I've encountered a number of surprises after switching from teaching to researching, but perhaps none have been more notable than the role of complicated statistical methods in education research. It seems that, historically, education research has been denigrated as non-rigorous but that, currently, the trend is toward more quantitative methods -- much of which is done by economists. Pick up virtually any journal and you'll find an article with statistical tables and strings of Greek letters that 99% of the population won't understand. In some cases this is a good thing, but in some cases I'm not so sure that it's not hurting the field. And the question still remains: why have increasingly complicated statistical models become so commonplace in educational research?
Let me start with an anecdote (a decidedly non-rigorous research method):
When I presented my paper on teacher retention at a conference earlier this month, there were apparently a number of audience members who had not been trained in statistics (I used some fairly basic ones for my analysis). I didn't really receive any criticism about the presentation, and the feedback seemed to indicate that most people didn't really understand the tables I'd presented. Afterwards, one guy walked up to me and said "you lost me on the statistics, so I'll take your word for it."
At the time, I chuckled and continued with the conversation. But, in retrospect, this troubles me. Why should he take my word for it? Just because I used some statistics that he didn't understand? And it got me thinking. Does this happen on a larger scale as well? Are people scared to argue with the methods in these papers because they don't understand them? Do some people take economists and others at their word when they do complicated statistical analyses b/c they simply assume that, since they don't understand them, they must be thorough and correct?

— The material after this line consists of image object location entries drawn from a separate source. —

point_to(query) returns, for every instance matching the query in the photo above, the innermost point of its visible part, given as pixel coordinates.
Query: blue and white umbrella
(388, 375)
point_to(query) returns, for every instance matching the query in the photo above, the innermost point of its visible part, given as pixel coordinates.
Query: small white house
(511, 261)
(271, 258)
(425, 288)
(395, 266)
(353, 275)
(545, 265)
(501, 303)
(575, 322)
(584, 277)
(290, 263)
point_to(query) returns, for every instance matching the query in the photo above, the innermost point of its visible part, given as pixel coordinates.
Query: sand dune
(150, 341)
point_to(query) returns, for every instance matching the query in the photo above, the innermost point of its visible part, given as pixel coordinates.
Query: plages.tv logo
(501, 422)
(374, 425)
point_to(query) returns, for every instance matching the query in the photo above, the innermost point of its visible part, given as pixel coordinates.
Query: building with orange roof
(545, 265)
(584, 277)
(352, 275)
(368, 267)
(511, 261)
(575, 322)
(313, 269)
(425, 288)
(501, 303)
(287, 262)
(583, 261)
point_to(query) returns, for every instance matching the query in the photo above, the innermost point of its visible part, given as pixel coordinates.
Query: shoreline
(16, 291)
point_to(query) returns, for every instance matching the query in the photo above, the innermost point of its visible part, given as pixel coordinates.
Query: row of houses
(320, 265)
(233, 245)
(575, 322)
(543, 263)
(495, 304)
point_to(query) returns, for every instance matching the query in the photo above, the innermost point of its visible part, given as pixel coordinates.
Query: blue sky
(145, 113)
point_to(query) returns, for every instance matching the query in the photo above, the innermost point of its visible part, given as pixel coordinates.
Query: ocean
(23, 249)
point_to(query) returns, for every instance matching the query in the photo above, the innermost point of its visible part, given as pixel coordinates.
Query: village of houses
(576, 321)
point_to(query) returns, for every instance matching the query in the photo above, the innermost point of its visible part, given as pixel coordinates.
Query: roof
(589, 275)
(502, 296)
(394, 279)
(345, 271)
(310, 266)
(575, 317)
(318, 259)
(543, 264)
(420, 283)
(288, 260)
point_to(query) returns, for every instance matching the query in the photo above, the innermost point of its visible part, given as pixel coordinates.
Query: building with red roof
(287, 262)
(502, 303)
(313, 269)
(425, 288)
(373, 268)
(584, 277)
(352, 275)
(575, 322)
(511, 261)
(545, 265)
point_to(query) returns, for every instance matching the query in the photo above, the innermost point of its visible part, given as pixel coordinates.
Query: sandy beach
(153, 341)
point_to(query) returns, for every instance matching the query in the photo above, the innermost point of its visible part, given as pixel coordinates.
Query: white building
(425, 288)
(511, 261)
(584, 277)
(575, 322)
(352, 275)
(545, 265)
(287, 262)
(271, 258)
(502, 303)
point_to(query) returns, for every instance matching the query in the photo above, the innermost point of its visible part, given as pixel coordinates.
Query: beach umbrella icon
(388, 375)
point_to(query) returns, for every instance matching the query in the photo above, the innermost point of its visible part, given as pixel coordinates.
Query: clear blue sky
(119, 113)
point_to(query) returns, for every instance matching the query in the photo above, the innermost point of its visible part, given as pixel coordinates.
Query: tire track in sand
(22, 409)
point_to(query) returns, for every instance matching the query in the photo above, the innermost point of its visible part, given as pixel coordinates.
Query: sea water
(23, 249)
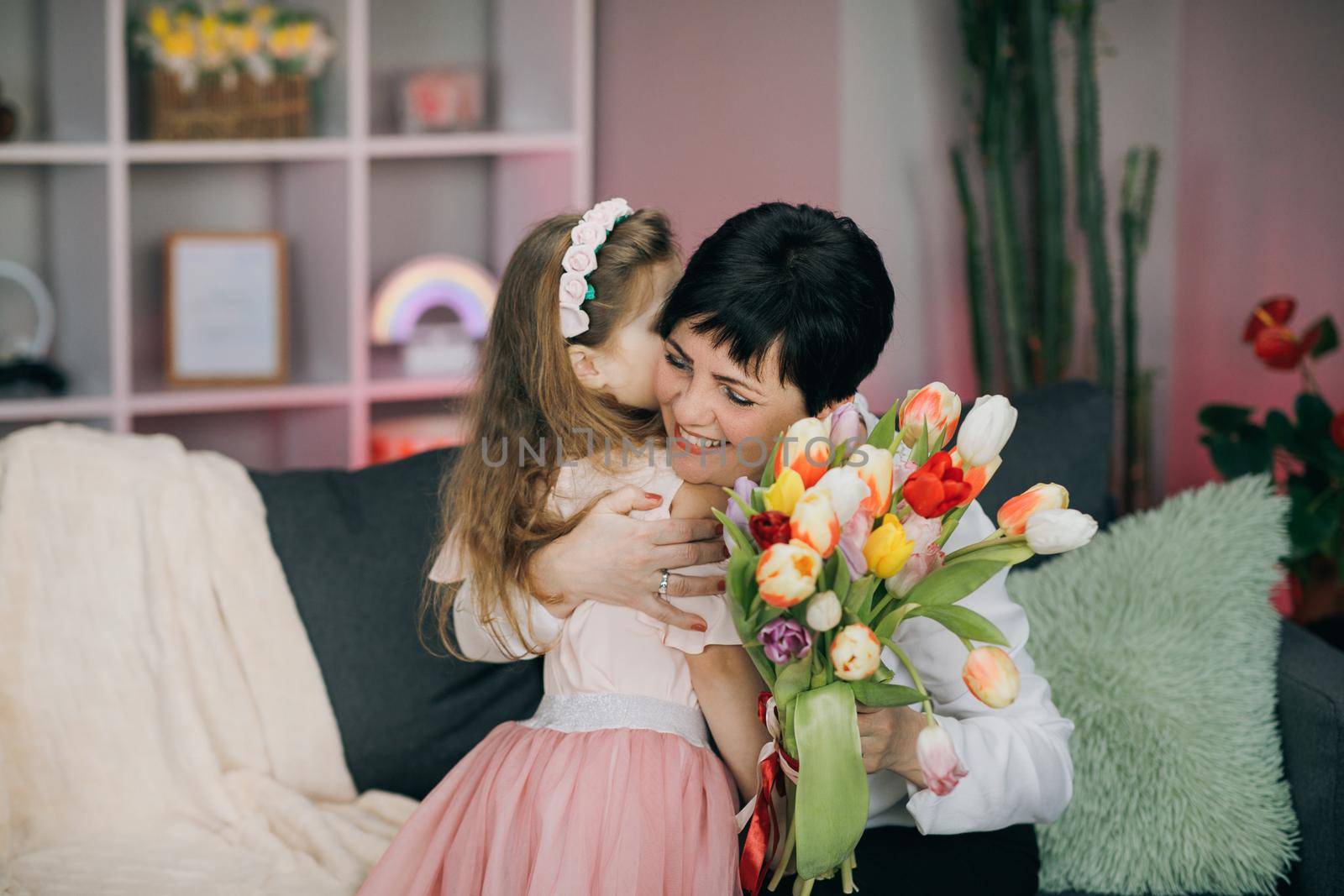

Probably the other most notable thing I've learned is that there is no such thing as a perfect research study -- every single one has significant flaws (at least in the social sciences, I claim ignorance on physicists observing quarks). Part of the motivation for this post was the conversation in which I found myself embroiled on another website (here) . The blog post and comments seem (at least to me) to assume that the results of the study provide a definitive answer -- in part b/c it uses incredibly complicated statistics. The paper is better than most, so I hesitate to use it as an example, but, nonetheless, it has flaws and limitations -- just like any other. And I wonder if the methods were more accessible and understandable if people would be so willing to accept the findings without further discussion.